Der 63-Jährige erklärte sich bereit, dem Jüngeren seine Modelleisenbahn zu zeigen. Foto: dpa

Vom Vorwurf der Freiheitsberaubung und versuchten Raubes wurde der Mann freigesprochen.

Großbottwar - Vom Vorwurf der Freiheitsberaubung und versuchten Raubes sowie Diebstahls ist ein 32 Jahre alter Mann aus Großbottwar jetzt vor dem Amtsgericht Marbach entlastet worden. Gleichwohl bleibt der Lackierer im Gefängnis: Das Schöffengericht verurteilte ihn nach zwei Verhandlungstagen und der Vernehmung mehrerer Zeugen wegen vorsätzlicher Körperverletzung eines mittellosen Rentners zu einem Jahr und sechs Monaten Gefängnis.

Zwar hat der 63-Jährige von der Auseinandersetzung keine schweren Verletzungen davongetragen, das spielte in der Entscheidung des Gerichts aber auch nicht die Hauptrolle. „Sie haben einen älteren Mann, der Ihnen körperlich weit unterlegen war, so zu Boden gestoßen, dass er ein Hämatom an der Stirn sowie Schürfwunden an der Hand und am Ellenbogen erlitt. Das geht gar nicht“, wandte sich die Vorsitzende Richterin des Schöffengerichts, Ursula Ziegler-Göller, bei der Urteilsbegründung an den Angeklagten. Die drei Richterinnen sahen es als erwiesen an, dass der 32-Jährige im April vergangenen Jahres den älteren Mann in einer Kneipe in Marbach ansprach und um Geld bat, weil er zuvor am Spielautomaten verloren hatte. Dieser gab ihm zwei Euro fünfzig, mehr habe er nicht. Nachdem auch diese im Spielautomaten verschwanden, kam der Angeklagte erneut auf den Mann zu, dieses Mal sprach man über dies und das und über Hobbys. Der Rentner aus Großbottwar erzählte von seiner Modelleisenbahn zuhause und willigte ein, sie dem 32-Jährigen zu zeigen.

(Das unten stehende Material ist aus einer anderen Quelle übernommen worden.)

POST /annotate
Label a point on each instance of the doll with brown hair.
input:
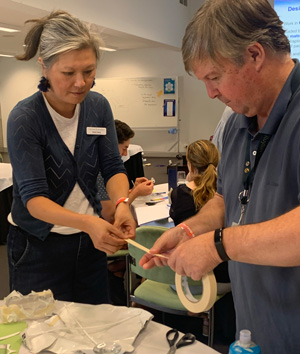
(187, 199)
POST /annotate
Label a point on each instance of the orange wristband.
(187, 229)
(121, 200)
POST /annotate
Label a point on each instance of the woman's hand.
(105, 236)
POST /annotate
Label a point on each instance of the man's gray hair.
(225, 28)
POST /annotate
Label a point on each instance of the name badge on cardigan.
(95, 131)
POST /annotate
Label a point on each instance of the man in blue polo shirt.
(241, 53)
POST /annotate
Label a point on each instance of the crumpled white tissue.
(18, 307)
(77, 327)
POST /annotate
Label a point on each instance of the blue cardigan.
(44, 166)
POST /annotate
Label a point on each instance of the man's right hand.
(164, 245)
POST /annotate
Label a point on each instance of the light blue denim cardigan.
(44, 166)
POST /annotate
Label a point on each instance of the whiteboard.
(142, 102)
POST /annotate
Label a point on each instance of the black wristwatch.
(219, 245)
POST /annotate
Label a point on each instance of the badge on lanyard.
(95, 131)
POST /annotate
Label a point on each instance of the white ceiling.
(14, 15)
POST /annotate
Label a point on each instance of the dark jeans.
(69, 265)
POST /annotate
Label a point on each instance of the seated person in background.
(187, 199)
(142, 186)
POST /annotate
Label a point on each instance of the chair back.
(146, 236)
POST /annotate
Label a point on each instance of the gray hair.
(55, 34)
(225, 28)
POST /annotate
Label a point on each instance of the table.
(153, 340)
(146, 214)
(5, 199)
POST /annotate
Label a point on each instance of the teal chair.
(155, 292)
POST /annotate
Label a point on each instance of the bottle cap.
(245, 336)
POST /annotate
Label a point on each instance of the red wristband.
(187, 229)
(121, 200)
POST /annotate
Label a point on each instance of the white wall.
(159, 20)
(199, 114)
(163, 21)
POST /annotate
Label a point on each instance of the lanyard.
(248, 172)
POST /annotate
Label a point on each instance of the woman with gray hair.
(58, 140)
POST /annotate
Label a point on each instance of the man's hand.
(165, 245)
(196, 257)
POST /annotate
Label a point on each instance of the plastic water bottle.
(244, 345)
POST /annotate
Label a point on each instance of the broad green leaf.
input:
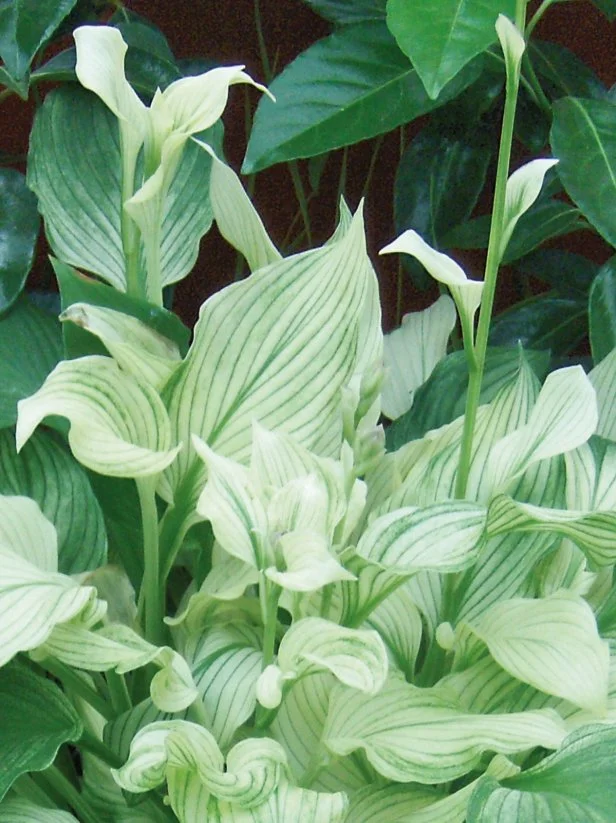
(350, 86)
(36, 719)
(444, 537)
(25, 26)
(602, 312)
(343, 12)
(551, 644)
(355, 657)
(592, 531)
(564, 416)
(285, 367)
(31, 343)
(18, 810)
(411, 352)
(19, 228)
(118, 427)
(78, 288)
(573, 784)
(82, 205)
(442, 398)
(441, 36)
(33, 595)
(583, 140)
(46, 472)
(135, 347)
(411, 734)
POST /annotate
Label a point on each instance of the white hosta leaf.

„Die Eisenbahn ist sein Heiligtum und wohl auch das Wertvollste, was er besitzt und Sie haben sich im Hobbyraum nicht so benommen, wie er es wollte, vielleicht etwas angefasst“, fasste die Richterin die Ausgangssituation zusammen. Es kam zu einer verbalen Auseinandersetzung, in deren weiteren Verlauf der Jüngere den Älteren zu Boden stieß.

Nach Überzeugung des Gerichts und im Gegensatz zur Verteidigung schmückte das Opfer die Geschichte nicht aus und belastete den Angeklagten im Nachhinein auch nicht besonders schwer. „Der ältere Herr kommt finanziell selbst kaum über die Runden. Er regte sich sehr über Ihr Benehmen in seinem Hobbykeller auf und kann wohl bis heute, gut ein Jahr nach der Tat, noch nicht fassen, was ihm da in seinen eigenen vier Wänden widerfahren ist.“

Seit er strafmündig ist, begeht der heute zweifache Vater immer wieder Straftaten, so dass ihm das Gericht keine günstige Sozialprognose ausstellte. 13 Mal schon stand er in seinem Leben vor einem Gericht und muss nun neben der Strafe aus Marbach noch eine 15-monatige Haftstrafe von einem Urteil des Amtsgerichts Böblingen wegen Diebstahls absitzen. „Sie müssen jetzt mal kapieren, was es heißt immer wieder Straftaten zu begehen: nämlich, dass man für längere Zeit ins Gefängnis muss,“ sagte Ursula Ziegler-Göller zu dem Angeklagten.